The Truth, Mainly - 02/12/1996

Open letter to a man whose windshield I kicked snow on
by Leon Satterfield

An open letter to the white-haired gentleman on whose windshield I kicked snow while he was stopped at 48th and St. Paul at 4:43 p.m. on Feb. 1, 1996:

It wasn't entirely my fault.

You probably assume that the act of kicking snow on someone else's windshield is, prima facie, de jure and de facto, wrong, wrong, wrong. Right?

How often we jump to such conclusions when we don't consider all the facts.

First, you may remember, sir, that I was wearing a snappy little Greek seaman's cap pulled down rakishly over my right eye. It was a birthday gift; I had to wear it. When I put it on, I felt Mediterranean and Zorbaesque, not at all myself. Who could hold me responsible for anything I'd do wearing a cap like that?

Second, you may also remember, I had just come out of Kaufman's Furniture at the corner where you were waiting for the traffic light. The problem was not with the store (I often come out of there without kicking snow on windshields) but with my reason for being there.

It was because just the night before, I set my recliner on fire. Well, not on fire actually. There wasn't a flame, just a dull red glow and lots of smoke.

I first smelled it while I was reclining and watching the 6 o'clock news.

"Are you cooking supper tonight, m'love?" I asked my wife. "I smell smoke."

In our division-of-labor arrangement, I put down the toilet seat and cook the supper; she does everything else. If I forget to start supper soon enough, she sometimes puts things in the skillet and burns them to remind me.

"Perhaps a neighbor has a malodorous log on the fire," she said.

"Well," I said, "I certainly hope it doesn't get any stronger."

I reclined in my recliner again. It got stronger.

"When I recline in my recliner," I said, "it gets stronger."

"That's because," she observed, "your recliner is smoking."

"Hah?" I rejoined.

"You are a boob," she said. "You've reclined your recliner right into the hot lightbulb of the reading lamp. There is the beginning of a serious conflagration three inches from your left ear."

"Like fun," I said.

"If I weren't here to notice things for you," she said, "you'd recline in your recliner smelling smoke until the firemen chopped a hole in the roof. Now we're going to have to buy a new chair."

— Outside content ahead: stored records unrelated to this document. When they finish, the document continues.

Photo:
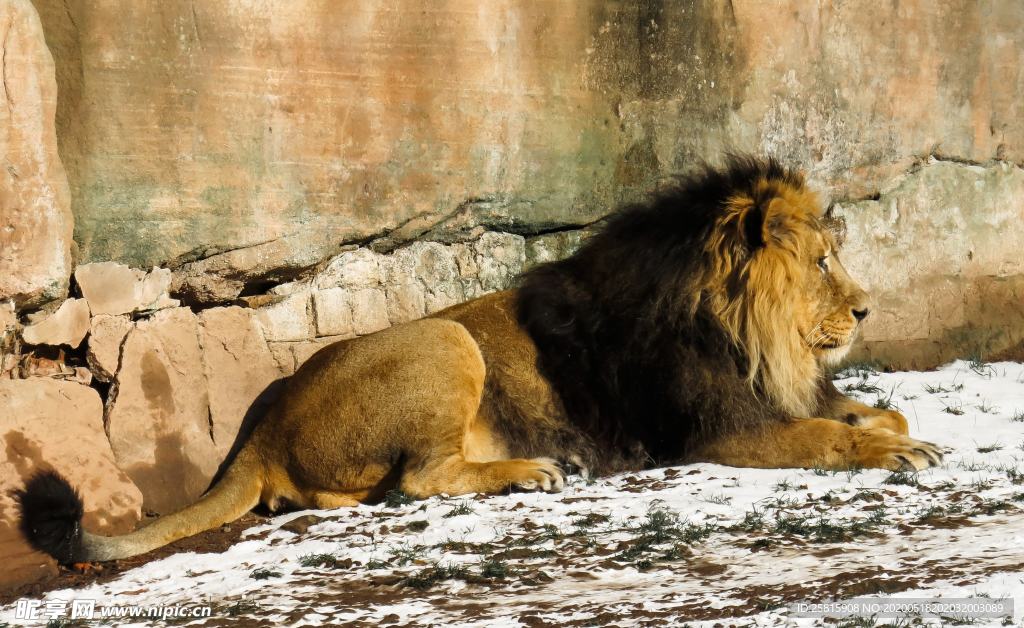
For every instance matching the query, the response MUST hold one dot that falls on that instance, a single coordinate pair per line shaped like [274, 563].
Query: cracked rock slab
[159, 412]
[112, 288]
[107, 334]
[36, 221]
[68, 325]
[240, 370]
[38, 434]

I looked. Sure enough, there was a smoldering hole in the top of the back of the recliner three inches from my left ear. But it wasn't a large smoldering hole.

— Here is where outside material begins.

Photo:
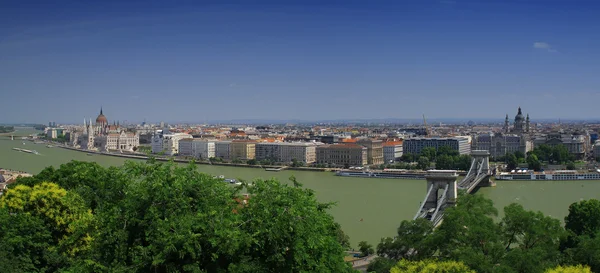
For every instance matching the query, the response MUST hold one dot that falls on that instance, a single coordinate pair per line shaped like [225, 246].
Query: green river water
[381, 204]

"The hole is only as big as a light bulb," I said, "and if we spray water on it, the chair will be as good as new."

"No," she said, "it will never be as good as new. It wasn't as good as new even when it was new. If you don't replace the recliner with an expensive and tasteful new one, I believe I shall run off with the milkman."

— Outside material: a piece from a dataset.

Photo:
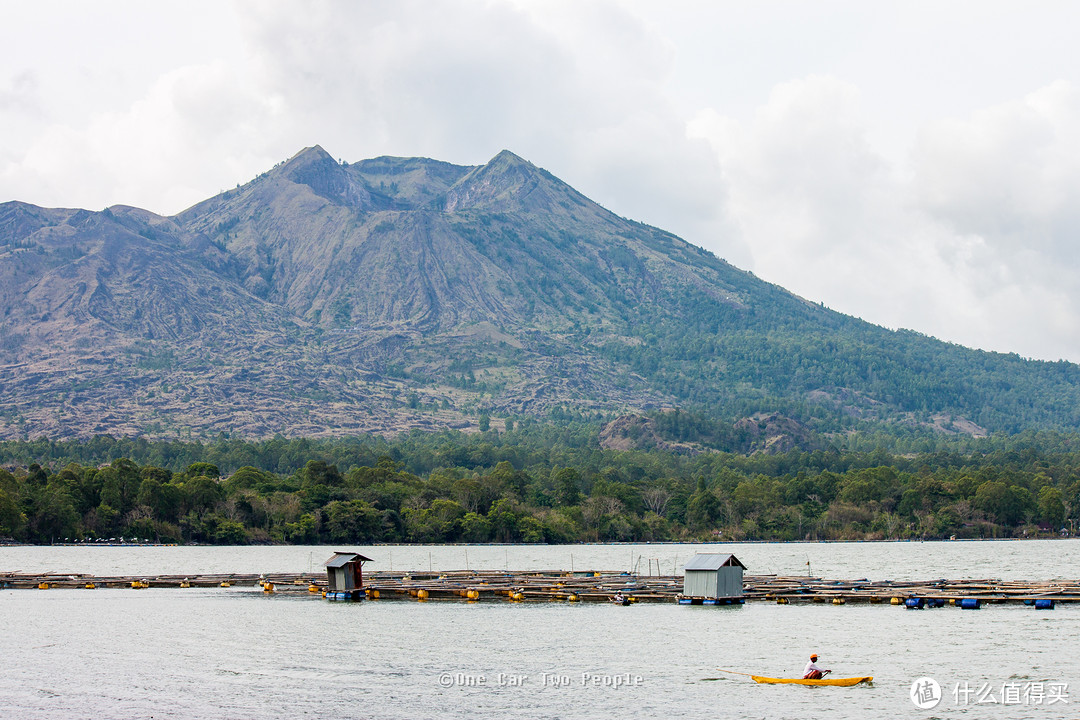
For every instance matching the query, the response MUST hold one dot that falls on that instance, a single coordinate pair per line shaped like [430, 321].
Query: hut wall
[729, 582]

"Hah," I said. "We have no milkman. We've had no milkman since 1962."

"The postman then," she said. "If you don't go out and buy a costly new recliner tomorrow, I'll run off with the postman."

We have a postman.

So I agreed to Look Around for a new recliner. But not happily.

And I wasn't happy when I came out of Kaufman's where I'd been Looking Around. I saw you stopped for your red light at 48th and St. Paul, looking as if you'd never burned a hole in your recliner by reclining it right into a hot lamp.

I don't mean to be accusatory, sir, but you also had the gall to be driving a wine-colored car, the same color that a friend of mine drives. You had the effrontery to have white hair and a white mustache just like that very friend has. And you must have heard in the barber shop of the legendary witty jokes this friend and I often play on each other—like kicking snow on one another's windshield.

I thought you were in fact that friend—who only an hour earlier had wittily asked me which piece of furniture I intended to burn today.

That mistaken identity, my distress over having to choose between buying a new recliner and having my wife run off with the postman, my new Greek seaman's cap pulled down rakishly over my right eye—they all came together in irresistible convergance.

I admit that in the split second after I kicked the snow, soccer-style, toward your windshield and before it splatted a few inches in front of your nose, I saw that you had not only white hair and a white mustache, but also a white goatee.

My friend has no goatee. And I had an awful thought: there might be more than one wine-colored car in Lincoln.

That's why you saw me look at my watch and walk briskly back into Kaufman's. I knew they had a back exit.

That's the best case I can make. I suspect that Newt Gingrich is somehow involved—in ways so devious they may not come to light for several more elections. In the meantime, I admit to a certain amount of guilt. I apologize.


Lincoln English Professor Satterfield writes to salvage meaning from his confusion. His column appears on alternate Mondays.